Peraltro – dice la Corte – non è solo questione di tutela della salute e dell’ambiente. Ma anche di democrazia e trasparenza. Infatti, la Vas è necessaria anche “allo scopo di contribuire ad una maggiore trasparenza dell’iter decisionale nonché allo scopo di garantire la completezza e l’affidabilità delle informazioni su cui poggia la valutazione”. E pertanto, in questi casi “occorre stabilire che le autorità responsabili per l’ambiente ed il pubblico siano consultate durante la valutazione dei piani e dei programmi e che vengano fissate scadenze adeguate per consentire un lasso di tempo sufficiente per le consultazioni, compresa la formulazione di pareri”.
Tutti obblighi tranquillamente ignorati dal decreto Sblocca Italia.
Ma c’è un altro punto su cui la Corte europea si pronuncia. Il ricorso, infatti, chiedeva anche di valutare se questo massiccio programma di inceneritori “di preminente interesse nazionale” sia conforme alla gerarchia europea sui rifiuti che mette la costruzione di inceneritori con recupero di energia (i cosiddetti “termovalorizzatori”) non al primo ma al terzo posto, prima dello smaltimento e dopo l’adozione di misure atte a prevenire la formazione di rifiuti, il riutilizzo ed il riciclaggio. Di modo che “si dovrebbe ricorrere all’incenerimento dei rifiuti solo in ultima istanza, quando non è più possibile avvalersi delle tecniche di recupero o di riciclaggio”.
La Corte non contesta questo principio ma non ritiene che la previsione dello Sblocca Italia sia, di per sé, come formulata, in contrasto con questo principio sacrosanto. Osserva, infatti, che, se una normativa nazionale qualifica gli impianti di incenerimento dei rifiuti come “infrastrutture e insediamenti strategici di preminente interesse nazionale”, questo non può automaticamente “significare che le relative operazioni di trattamento siano dotate delle medesime qualità e, di conseguenza, che dette operazioni si vedano attribuire un qualsiasi grado di priorità rispetto alle altre operazioni di prevenzione e gestione dei rifiuti”. Tanto più che “la gerarchia dei rifiuti costituisce un obiettivo che lascia agli Stati membri un margine di discrezionalità”.

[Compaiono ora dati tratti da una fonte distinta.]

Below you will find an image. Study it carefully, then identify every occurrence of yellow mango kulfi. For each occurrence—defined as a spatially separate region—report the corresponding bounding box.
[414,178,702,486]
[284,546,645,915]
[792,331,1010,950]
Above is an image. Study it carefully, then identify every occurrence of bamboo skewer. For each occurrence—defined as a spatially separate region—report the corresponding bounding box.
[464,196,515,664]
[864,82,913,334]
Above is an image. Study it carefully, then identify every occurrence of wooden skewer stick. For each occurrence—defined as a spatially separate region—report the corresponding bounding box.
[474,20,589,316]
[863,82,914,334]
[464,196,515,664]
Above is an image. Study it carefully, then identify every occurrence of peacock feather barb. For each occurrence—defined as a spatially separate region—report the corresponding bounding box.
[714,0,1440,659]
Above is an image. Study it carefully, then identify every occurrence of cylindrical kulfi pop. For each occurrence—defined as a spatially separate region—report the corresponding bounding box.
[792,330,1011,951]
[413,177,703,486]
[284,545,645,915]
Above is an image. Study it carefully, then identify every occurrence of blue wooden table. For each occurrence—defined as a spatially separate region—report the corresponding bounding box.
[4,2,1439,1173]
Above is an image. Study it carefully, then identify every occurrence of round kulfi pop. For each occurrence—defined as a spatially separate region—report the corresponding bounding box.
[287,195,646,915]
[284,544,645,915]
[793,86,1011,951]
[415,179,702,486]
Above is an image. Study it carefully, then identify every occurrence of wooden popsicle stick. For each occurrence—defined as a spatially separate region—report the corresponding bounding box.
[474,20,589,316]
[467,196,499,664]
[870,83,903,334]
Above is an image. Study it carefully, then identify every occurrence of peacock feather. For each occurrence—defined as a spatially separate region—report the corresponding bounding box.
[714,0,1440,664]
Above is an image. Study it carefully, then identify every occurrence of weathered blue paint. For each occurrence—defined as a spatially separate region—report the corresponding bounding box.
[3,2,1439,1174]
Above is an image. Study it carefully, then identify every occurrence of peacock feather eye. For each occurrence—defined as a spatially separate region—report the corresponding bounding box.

Insomma, la valutazione va fatta in modo elastico sull’insieme delle misure adottate o in corso di adozione nei singoli Stati membri, senza soffermarsi solo sugli inceneritori. Affermazione che, in astratto, è certamente corretta, ma nel caso dello Sblocca Italia e della situazione italiana appare, quanto meno avventata, visto che si introduce un programma massiccio di inceneritori, con assoluta priorità rispetto ad ogni altra misura. Superando abbondantemente qualsiasi “margine di discrezionalità”.
In ogni caso – conclude la Corte – occorre sempre tener presente che, in base alla normativa comunitaria, gli Stati membri prendono le misure necessarie per garantire che la gestione dei rifiuti sia effettuata senza danneggiare la salute umana e senza recare pregiudizio all’ambiente, in particolare senza creare rischi per l’acqua, l’aria, il suolo, la flora o la fauna.
Garanzia che appare difficilmente compatibile con una normativa che addirittura, come abbiamo detto, non esita a sottrarsi all’obbligo di una valutazione ambientale preventiva.